In my case, I know that my son has taught me many lessons over the years. As he matures, it sometimes amazes me just how wise he can be. His outlook on relationships is sometimes very different from mine.A case in point is holding grudges. This is something that I often find myself struggling with, as I try to let go of past hurts or insults. No matter how hard I try, I am not always successful with moving on and giving someone another chance. Once someone has lost my trust, it is often hard for me to accept that they may have changed and can be trusted again. However, to my son, the past is the past, and it does not always figure into the present.
In the first and second grade, he had encountered many difficulties with one of his classmates, Efe, who exhibited many behavioral and emotional problems. After complaints to the director of the school by all of his classmates’ parents, the school finally convinced Efe’s parents to seek professional help. Fortunately, the continued weekly visits to a psychologist have helped Efe deal with his problems. The teacher has reported that his behavior has changed remarkably. The students, too, have noticed the change in him.
Even though Efe and Ali Adem had problems in the past, Ali Adem is ready to accept this new side of the boy who just a few months before was the classroom terror. Knowing that I personally do not like Efe and his past behavior, at first Ali Adem was reluctant to let me know that the two of them are now friends. When I asked him about the change in their relationship, he simply said that Efe had changed and that he is no longer mean to his classmates as he once was.
I was curious to find out if Efe had ever apologized to any of his classmates for his past behavior, in particular the students that he had physically hurt during the past two years. Ali Adem says that Efe has never mentioned his past actions to any of the children. It seems that he prefers to simply ignore the problems he created previously.
When someone has done something wrong, I expect that person to explain their actions and apologize if they wish to make amends and move on. I have discovered though that in Turkey this is not always the case. Perhaps it is a difference between the cultures. From my personal experience, in the United States we tend to be more direct and discuss problems more openly than in Turkey. For instance, if there is a problem between two people, and both parties wish to resolve the issue, they will sit down and talk about the problem. This includes disclosing how they felt about the problem and why they felt that way. Apologies are made if necessary, without anyone feeling as if they have lost face.

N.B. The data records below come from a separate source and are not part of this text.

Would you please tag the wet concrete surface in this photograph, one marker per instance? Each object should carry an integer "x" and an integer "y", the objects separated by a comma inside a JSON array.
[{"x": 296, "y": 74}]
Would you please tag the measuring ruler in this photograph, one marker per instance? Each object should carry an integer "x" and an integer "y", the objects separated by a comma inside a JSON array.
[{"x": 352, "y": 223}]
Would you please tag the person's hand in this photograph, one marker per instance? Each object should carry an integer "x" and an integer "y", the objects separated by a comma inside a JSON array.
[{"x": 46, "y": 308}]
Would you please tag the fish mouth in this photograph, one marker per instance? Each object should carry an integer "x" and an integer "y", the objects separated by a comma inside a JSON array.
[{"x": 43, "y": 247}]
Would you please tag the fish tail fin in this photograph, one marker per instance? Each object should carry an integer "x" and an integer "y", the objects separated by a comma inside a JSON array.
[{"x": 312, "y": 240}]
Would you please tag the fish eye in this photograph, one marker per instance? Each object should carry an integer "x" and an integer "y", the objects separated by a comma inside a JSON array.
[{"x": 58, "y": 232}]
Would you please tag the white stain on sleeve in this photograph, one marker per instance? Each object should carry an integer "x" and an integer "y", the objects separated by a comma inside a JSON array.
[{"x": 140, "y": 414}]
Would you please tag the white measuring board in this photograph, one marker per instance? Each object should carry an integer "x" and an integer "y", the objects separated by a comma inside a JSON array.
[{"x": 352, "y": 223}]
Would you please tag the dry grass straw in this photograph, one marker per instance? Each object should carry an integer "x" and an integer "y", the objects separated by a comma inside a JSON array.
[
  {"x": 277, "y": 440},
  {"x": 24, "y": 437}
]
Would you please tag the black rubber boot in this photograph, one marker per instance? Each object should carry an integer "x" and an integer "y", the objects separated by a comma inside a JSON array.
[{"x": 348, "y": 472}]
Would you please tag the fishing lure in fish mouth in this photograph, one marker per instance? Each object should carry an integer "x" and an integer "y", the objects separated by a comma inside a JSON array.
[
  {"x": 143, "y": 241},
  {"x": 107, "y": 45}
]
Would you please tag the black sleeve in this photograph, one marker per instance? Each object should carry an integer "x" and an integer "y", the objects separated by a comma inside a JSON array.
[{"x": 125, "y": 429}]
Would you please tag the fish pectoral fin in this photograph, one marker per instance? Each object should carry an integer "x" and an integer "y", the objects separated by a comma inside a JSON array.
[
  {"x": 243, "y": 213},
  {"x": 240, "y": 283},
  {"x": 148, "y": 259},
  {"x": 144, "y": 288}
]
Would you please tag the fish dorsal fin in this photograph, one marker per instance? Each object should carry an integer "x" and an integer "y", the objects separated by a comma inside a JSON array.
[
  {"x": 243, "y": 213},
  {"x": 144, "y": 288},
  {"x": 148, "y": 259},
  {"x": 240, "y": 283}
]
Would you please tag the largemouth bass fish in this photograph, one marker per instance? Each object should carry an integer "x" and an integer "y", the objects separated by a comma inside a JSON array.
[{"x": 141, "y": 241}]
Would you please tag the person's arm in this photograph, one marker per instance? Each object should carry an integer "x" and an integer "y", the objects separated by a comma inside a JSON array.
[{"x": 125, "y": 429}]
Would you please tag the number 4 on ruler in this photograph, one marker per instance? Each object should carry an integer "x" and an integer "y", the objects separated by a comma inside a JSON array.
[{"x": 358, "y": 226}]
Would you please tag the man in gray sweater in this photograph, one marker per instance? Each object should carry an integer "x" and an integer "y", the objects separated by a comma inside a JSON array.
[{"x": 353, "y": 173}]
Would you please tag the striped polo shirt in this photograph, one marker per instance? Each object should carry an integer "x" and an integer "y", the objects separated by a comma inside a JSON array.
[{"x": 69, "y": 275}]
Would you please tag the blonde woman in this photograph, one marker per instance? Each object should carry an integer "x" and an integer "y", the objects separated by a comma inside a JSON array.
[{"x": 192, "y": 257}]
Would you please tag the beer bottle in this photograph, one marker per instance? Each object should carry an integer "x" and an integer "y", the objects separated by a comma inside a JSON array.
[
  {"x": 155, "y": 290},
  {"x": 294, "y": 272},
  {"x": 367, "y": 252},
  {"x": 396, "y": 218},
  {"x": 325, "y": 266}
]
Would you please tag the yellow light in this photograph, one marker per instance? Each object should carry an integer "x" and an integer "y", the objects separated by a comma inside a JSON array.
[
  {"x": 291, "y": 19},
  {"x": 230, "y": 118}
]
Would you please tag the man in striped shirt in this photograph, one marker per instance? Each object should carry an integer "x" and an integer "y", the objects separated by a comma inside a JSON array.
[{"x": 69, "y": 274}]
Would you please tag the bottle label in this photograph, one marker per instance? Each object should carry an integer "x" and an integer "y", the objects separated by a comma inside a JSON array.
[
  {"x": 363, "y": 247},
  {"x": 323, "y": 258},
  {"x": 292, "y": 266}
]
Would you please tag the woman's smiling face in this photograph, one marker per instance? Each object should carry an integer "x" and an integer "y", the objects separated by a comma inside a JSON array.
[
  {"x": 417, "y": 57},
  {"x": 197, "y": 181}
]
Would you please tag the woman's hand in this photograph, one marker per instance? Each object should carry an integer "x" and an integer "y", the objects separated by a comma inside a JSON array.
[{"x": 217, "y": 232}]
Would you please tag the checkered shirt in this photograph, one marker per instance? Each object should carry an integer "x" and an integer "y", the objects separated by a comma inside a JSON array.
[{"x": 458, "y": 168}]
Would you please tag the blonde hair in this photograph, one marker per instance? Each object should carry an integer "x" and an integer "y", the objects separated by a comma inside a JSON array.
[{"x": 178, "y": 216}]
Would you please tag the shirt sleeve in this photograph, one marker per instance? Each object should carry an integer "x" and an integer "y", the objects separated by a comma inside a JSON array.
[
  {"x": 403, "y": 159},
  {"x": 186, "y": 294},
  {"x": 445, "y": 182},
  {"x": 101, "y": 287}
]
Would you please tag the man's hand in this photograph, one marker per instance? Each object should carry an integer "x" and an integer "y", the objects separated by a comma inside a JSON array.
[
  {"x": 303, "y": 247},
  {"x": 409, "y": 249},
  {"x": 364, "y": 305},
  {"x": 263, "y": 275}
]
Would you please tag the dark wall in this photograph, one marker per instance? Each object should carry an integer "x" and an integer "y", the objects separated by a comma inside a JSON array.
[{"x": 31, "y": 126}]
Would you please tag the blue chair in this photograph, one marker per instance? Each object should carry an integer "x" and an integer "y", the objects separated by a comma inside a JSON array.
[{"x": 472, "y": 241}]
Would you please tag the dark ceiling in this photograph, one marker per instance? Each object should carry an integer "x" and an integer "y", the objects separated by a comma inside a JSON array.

I have noticed that in Turkey, it does not seem as acceptable to talk out problems between individuals. Of course, this observation is only based on my own interactions with others, so there are many cultural norms that I am completely unaware of. To me, it seems as if it is more usual to simply ignore past actions instead of talking about them and the reasons behind them.
Ali Adem has adopted some of this approach when dealing with the past problems with Efe. When I asked if he wanted Efe to explain to him why he had acted for badly towards him in the past, including physically hurting him, Ali Adem shrugged his shoulders and said no. He feels that Efe may be embarrassed about how he acted during the past two years. Ali Adem thinks that bringing up the past and expecting Efe to accept responsibility for his actions and apologize to those he hurt would cause Efe to lose face in front of his classmates.
Perhaps my son has a point. He is willing to move beyond Efe’s past and start over as friends. However, I am still suspicious of Efe and his real motives. At our home, we try to talk about our feelings. When we have hurt each other’s feelings, we sit down, talk about it and apologize. I try to keep the lines of communication open between us, and I feel that by openly discussing problems, we can better understand the other person’s point of view. Sometimes Ali Adem rolls his eyes and says, “Mom, it’s in the past, let it go!” He has a good point. Sometimes the past is best left behind.